Ein leichter Schauer durchrann die Anwesenden, als sie an die endlosen Reihen aus Steinsärgen dachten, die sie im Inneren des Berges besichtigt hatten.
"Garantieren kann ich für Ihre ungetrübte Nachtruhe natürlich trotzdem nicht hundertprozentig. Wer weiß, ob sich nicht in unerforschten Kellergewölben fledermäusige Untote verborgen halten und nur auf SIE und auf IHRE Halsschlagader gewartet haben. Die Gefahr, solchen Biestern zum Opfer zu fallen, ist nach meinem Dafürhalten nicht sehr groß, denn soviel ich weiß, bin ich der letzte Spross derer zu Rotenstein und, alles in allem, fühle ich mich ziemlich normal. Zu gegebener Zeit werde ich sicher Kinder haben, die sicherlich genauso normal sein werden." Der Graf hielt inne und senkte den Blick. Seinen Mund umspielte ein kaum wahrnehmbares Lächeln, versonnen und traurig zugleich, was seine Wirkung nicht verfehlte.
Keine Frage, jede der anwesenden Frauen hätte nichts dagegen gehabt, Mutter seiner Kinder zu werden.
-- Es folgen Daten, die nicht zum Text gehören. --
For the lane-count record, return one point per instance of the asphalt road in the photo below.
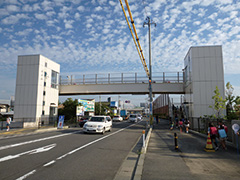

Traumverloren sah sich Eva, Hand in Hand mit dem Grafen, stolz und glücklich das ausgelassene Toben der Kinder beobachten. Sie sah, wie er sie zärtlich umarmte und küsste, bevor er sich quietschvergnügt dem Spiel seiner Kinder anschloss. Sie sah sich ins Haus zurückkehren, einen Korb mit frisch geschnittenen Rosen in der Hand. Wohlig kuschelte sie sich tiefer in den Sessel. Das Leben war so schön. Ihr war, als sei soeben eine Sonne aufgegangen, eine Sonne, von deren Vorhandensein sie bisher nichts geahnt hatte und deren warmes Licht nun umso heller erstrahlte. Das Räuspern des aufmerksamen Butlers, der unauffällig umherging und Wünsche erfüllte, noch bevor sie ausgesprochen wurden, brachte Eva wieder zurück. Über sich selbst erstaunt, schüttelte sie den Kopf. Was war das nur für ein Unsinn? Der Graf war doch gewiss kein Mann für sie, auch wenn sein Anblick sie entzückte, so wie alle anderen Frauen in diesem Augenblick auch. Alles nur Show, ganz sicher. Sie setzte sich aufrecht in den Sessel, doch die Sonne, die er in ihrem Herzen hatte aufgehen lassen, erlosch nicht.

"Wie dem auch sei, fest steht auf jeden Fall, historisch beweisbar, dass die Rotensteins und jene in aller Welt berühmt-berüchtigte Familie Dracula einst gemeinsame Wurzeln hatten. Fest steht auch, dass die unglückselige Verquickung von Wahrheit, Dichtung und Familienzwist letztendlich dazu führte, dass im 16. Jahrhundert die Burg von aufgebrachten Dorfbewohnern angezündet wurde und fast vollständig ausbrannte. Von diesen unerfreulichen Dingen will ich Ihnen jedoch nicht berichten, sondern ich werde Ihnen die Geschichte von zwei jungen Menschen erzählen, die zur Zeit dieses unseligen Ereignisses auf der Burg zusammentrafen. Eine Liebesgeschichte also, und ich will beginnen mit den Worten: Es war einmal vor langer Zeit, als das Wünschen noch geholfen hatte, Wunder zu bewirken …" Der Graf lachte unbekümmert und mit offenem Mund. Durch die vorhergegangenen Erläuterungen aufmerksam geworden konnte man nicht übersehen, dass seine Eckzähne, bei genauem Hinsehen versteht sich, ziemlich spitz und ziemlich lang waren. Man musste allerdings zugeben, dass an einem anderen Ort und zu einer anderen Zeit ein flüchtiger Blick auf seine Zähne niemals etwas Auffälliges entdeckt hätte.